Lastly, it appears that Rogers and Bell use the same fibre drop cable which runs into the home. The fibre cable to the house is a fairly inflexible fibre cable that is connected to the fibre drop cable. Same idea as the coax installation. The drop cable runs into the house where it terminates at some relevant location. If you’re thinking ahead of the game, you should consider providing a path to a main floor location that is easily accessible, either by virtue of the cable path thru the house, or by using a installing a low voltage conduit in required locations that can support cables of any low voltage type. It appears that fibre installers tend to bring the fibre cable to the same location at the electrical meter, so, if you think about a cable path into the house and then to a preferred location, that applies to both coax and fibre cabling.

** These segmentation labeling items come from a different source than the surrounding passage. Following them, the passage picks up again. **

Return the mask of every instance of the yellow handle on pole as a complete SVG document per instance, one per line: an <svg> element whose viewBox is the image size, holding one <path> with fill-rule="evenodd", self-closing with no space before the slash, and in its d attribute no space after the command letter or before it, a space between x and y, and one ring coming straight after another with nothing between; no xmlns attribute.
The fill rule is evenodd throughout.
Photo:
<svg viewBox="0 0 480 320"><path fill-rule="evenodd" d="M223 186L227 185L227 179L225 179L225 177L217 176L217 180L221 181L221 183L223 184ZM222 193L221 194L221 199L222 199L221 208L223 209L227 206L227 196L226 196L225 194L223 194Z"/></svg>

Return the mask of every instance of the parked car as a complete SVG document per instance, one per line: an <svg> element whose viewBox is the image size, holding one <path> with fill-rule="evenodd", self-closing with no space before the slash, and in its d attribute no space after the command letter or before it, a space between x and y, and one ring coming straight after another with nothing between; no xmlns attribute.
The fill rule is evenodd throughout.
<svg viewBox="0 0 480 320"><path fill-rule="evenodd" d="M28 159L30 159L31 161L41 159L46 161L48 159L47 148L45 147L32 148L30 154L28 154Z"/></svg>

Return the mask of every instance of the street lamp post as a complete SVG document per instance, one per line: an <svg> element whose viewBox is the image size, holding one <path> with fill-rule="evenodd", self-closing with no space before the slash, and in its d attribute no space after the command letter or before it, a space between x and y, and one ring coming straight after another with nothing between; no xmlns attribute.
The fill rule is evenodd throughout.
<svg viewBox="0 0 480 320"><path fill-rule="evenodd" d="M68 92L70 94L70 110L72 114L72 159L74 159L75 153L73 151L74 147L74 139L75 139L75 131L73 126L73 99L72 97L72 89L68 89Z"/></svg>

Installers are only allotted a specific amount of time to install a service from scratch. If you can provide an easy path into the house, to the final install location, it could save you a lot of grief. That can be done by ensuring that the path, from end to end will accommodate a pull cable and the cable itself. The other way to do that is to install low voltage conduit such as the Carlon Liquidtight on the following link:
or possibly Carlon Electrical Nonmetallic Tubing:
https://www.amazon.ca/Carlon-Electrical-Nonmetallic-Tubing-Coil/dp/B00FY3MUUQ
The more work that you do ahead of time, in terms of determining a cable path from start to finish, the less likely you’re going tolerate a suggestion from the tech to drill thru your external wall into a living space followed by stapling the cable to your new hardwood floors.
Ok, hope this provides some info for what lies ahead and what to look for in your home.